Quand elles arrivèrent enfin à la maison, une grande joie régna ! Tout le monde les avait cherchées partout, et leur grande sœur n’avait pas fermé l’œil, pensant que les loups les avaient dévorées.
Otto courut à leur rencontre avec un panier à la main. « Regardez ! » disait-il. « Un vieil homme étrange est venu et a laissé ceci pour vous. »
En se penchant au-dessus du panier, Lisa et Aina découvrirent, émerveillées, deux beaux bracelets parsemés de pierres précieuses d’un rouge profond, brillants sous forme de framboises mûres. Sur chacun était gravé : « À Lisa et Aina ». À côté des bracelets se trouvait une broche en forme de ver de framboise, sertie de diamants, avec l’inscription : « Otto, ne détruit jamais les impuissants. »
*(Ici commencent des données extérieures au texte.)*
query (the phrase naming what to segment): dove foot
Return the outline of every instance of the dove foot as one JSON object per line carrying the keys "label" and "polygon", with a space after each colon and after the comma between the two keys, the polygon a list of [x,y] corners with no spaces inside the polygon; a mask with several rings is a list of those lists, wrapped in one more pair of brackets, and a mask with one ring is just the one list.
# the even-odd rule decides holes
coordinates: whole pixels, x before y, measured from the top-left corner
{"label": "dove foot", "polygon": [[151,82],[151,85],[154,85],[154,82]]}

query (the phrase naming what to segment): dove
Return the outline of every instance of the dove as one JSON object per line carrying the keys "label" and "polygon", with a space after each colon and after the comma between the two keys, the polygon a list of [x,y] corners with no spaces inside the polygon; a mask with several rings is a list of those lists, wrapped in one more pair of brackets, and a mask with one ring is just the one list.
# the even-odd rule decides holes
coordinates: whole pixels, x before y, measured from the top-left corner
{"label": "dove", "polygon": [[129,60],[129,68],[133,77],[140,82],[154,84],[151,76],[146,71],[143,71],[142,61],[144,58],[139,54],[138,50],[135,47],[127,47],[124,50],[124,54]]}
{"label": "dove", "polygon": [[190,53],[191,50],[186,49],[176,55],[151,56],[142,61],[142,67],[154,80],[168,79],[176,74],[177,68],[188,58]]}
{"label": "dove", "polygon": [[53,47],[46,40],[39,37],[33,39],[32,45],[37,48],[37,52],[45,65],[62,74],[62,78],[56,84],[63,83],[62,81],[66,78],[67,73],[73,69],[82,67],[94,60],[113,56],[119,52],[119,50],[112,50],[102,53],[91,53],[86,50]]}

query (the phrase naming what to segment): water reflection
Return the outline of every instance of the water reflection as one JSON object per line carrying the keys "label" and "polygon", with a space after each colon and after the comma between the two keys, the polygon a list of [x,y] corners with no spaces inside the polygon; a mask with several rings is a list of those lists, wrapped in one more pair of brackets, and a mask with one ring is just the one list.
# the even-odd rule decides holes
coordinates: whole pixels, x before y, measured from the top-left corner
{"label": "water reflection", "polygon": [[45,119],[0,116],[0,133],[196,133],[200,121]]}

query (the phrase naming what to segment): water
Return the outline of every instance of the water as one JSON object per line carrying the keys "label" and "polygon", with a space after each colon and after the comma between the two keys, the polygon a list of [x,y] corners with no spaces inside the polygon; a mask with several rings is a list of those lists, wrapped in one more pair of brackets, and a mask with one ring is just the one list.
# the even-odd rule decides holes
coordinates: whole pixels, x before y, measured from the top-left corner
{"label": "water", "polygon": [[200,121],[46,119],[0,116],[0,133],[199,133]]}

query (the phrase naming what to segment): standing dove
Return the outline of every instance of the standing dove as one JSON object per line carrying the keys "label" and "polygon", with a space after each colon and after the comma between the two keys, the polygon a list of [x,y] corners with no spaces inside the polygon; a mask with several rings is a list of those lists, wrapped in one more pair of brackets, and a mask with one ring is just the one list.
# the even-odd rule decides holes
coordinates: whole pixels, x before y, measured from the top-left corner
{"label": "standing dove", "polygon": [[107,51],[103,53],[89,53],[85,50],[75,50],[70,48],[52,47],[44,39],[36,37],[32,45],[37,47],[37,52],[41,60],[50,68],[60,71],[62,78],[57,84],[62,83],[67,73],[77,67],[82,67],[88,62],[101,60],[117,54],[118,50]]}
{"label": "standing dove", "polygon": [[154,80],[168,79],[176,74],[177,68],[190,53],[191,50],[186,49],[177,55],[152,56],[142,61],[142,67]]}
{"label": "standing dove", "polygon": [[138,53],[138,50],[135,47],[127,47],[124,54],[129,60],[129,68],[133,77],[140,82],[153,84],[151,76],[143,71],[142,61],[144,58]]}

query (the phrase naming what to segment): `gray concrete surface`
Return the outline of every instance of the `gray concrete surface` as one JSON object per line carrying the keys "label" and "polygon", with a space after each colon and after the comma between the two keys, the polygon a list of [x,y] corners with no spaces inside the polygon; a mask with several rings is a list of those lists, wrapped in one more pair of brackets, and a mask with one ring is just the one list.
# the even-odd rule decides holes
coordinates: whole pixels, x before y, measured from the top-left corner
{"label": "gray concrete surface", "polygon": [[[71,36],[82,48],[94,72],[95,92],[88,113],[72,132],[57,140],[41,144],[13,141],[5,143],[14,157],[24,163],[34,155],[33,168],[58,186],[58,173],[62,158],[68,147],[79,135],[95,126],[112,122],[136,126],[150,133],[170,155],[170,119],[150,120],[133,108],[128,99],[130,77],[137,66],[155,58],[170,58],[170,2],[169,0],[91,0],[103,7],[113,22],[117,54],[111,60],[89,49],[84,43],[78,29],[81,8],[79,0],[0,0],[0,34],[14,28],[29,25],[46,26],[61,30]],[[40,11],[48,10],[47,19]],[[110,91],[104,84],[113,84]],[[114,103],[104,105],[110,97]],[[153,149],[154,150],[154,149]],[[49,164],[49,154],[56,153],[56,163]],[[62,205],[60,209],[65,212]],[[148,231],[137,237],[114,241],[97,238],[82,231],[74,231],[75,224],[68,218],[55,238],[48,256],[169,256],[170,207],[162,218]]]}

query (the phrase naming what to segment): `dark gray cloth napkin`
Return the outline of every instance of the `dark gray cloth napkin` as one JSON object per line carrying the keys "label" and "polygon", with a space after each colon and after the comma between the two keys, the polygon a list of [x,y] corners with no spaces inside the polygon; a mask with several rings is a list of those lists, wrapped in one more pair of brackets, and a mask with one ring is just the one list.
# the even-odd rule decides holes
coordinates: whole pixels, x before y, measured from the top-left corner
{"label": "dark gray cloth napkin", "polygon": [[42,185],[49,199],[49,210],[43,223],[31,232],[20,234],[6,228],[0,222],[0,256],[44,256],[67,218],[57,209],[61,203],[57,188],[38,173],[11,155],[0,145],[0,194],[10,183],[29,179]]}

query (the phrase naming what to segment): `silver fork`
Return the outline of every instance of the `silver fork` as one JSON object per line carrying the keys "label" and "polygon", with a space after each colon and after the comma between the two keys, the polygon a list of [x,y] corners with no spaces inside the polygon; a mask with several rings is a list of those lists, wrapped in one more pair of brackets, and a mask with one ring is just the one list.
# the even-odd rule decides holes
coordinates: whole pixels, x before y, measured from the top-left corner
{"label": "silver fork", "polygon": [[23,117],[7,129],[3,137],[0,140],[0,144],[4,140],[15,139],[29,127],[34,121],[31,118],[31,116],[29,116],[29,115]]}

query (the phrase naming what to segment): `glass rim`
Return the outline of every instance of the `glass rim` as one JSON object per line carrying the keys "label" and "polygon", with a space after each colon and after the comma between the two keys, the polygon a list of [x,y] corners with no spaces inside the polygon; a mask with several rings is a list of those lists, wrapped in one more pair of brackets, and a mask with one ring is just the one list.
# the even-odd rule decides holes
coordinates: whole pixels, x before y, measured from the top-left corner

Otto baissa la tête, comprenant la leçon et ressentant une pointe de honte, mais il sourit, admirant la noblesse du roi des framboises.
Le roi n’avait pas oublié la grande sœur non plus ! En mettant la table pour le dîner, elle trouva onze grands paniers remplis des plus belles framboises, fraîchement cueillies. Personne ne savait comment elles étaient arrivées là, mais tout le monde se doutait de la réponse. Ce soir-là, ils firent de la confiture comme jamais auparavant, et si vous aviez été là, peut-être auriez-vous pu y goûter aussi, car il leur en reste sûrement encore jusqu’au aujourd’hui.